Inspecting the Framing
From the outside, your home will start to take shape, but it won’t look pretty just yet. The builder has to get another inspection of this work before they can proceed to the next steps.
The reason for so many inspections is to make sure it’s safe to move on. If the builder completed your home only to find out there was a problem with the foundation or the framing, they may have to take all or part of the home down to fix the problem.
Can You Build Your Home in the Winter?
With the cold weather and chances of freezing snow or sleet, it’s only natural to wonder whether it’s really possible to build throughout Edmonton’s colder months. Surprisingly, most builders can lay the foundation and start building the home in the winter, but it does take a bit more effort and inclement weather could slow the process.
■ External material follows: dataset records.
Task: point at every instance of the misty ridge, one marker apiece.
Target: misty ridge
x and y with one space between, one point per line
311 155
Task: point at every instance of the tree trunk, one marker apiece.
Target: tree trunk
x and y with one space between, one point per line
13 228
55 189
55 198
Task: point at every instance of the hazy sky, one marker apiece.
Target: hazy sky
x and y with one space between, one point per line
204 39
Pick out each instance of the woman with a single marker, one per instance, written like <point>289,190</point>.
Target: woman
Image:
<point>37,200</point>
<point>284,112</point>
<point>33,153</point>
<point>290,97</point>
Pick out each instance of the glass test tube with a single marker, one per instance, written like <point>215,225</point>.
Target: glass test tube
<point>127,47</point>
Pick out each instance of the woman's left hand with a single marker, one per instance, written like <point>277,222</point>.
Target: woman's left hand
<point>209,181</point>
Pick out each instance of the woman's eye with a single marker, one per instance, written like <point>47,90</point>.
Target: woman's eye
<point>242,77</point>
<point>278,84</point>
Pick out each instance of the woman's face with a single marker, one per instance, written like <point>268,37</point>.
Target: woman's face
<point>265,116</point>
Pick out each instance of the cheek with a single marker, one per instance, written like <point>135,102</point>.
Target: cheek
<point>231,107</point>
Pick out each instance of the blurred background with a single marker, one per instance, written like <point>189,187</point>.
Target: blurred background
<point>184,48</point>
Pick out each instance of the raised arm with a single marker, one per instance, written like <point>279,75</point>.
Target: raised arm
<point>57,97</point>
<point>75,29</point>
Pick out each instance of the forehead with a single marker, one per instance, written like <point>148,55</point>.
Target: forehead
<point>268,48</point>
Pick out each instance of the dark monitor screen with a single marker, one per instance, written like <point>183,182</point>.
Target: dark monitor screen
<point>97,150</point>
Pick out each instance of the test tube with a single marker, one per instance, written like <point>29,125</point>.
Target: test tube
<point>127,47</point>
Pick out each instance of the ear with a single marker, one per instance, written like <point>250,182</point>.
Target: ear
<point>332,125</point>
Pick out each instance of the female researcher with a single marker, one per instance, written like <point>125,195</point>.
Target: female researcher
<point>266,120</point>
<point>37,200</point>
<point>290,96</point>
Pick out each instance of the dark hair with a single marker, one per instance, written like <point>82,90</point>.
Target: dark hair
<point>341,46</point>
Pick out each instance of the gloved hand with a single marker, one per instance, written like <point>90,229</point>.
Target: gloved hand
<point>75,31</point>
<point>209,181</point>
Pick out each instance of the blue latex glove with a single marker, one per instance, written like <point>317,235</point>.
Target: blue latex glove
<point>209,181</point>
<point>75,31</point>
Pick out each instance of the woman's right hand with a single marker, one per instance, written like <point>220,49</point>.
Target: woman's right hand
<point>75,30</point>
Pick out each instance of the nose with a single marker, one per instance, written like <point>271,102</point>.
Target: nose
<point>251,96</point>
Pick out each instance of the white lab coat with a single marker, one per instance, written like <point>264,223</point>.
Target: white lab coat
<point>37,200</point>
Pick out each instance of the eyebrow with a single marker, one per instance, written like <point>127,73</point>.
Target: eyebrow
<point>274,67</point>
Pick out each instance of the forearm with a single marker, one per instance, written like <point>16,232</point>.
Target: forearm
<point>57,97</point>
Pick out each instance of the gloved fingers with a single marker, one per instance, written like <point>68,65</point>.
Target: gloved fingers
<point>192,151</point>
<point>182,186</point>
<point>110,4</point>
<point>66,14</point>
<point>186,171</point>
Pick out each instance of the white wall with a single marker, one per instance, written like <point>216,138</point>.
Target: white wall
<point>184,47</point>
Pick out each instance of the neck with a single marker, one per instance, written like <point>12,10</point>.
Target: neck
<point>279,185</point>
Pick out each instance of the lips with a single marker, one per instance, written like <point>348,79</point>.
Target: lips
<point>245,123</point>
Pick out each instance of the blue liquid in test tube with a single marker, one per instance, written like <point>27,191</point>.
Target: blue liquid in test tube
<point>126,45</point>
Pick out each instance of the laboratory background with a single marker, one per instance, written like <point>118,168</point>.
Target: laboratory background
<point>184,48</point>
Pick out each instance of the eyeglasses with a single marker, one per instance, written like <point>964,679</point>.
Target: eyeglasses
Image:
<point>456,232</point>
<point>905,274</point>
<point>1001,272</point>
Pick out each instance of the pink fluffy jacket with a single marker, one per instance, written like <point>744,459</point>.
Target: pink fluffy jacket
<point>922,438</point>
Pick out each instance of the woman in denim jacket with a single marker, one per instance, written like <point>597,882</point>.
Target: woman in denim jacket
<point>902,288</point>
If you want to avoid the risks associated with building in winter, let the builder know you’d rather wait until spring. Alternatively, ask if there are any quick possession homes available.
Regardless of when you decide to build your dream home, choosing a quality builder means you can breathe easy knowing its construction is in good hands. From the foundation to the roof, a good Edmonton home builder will exceed your expectations every step of the way.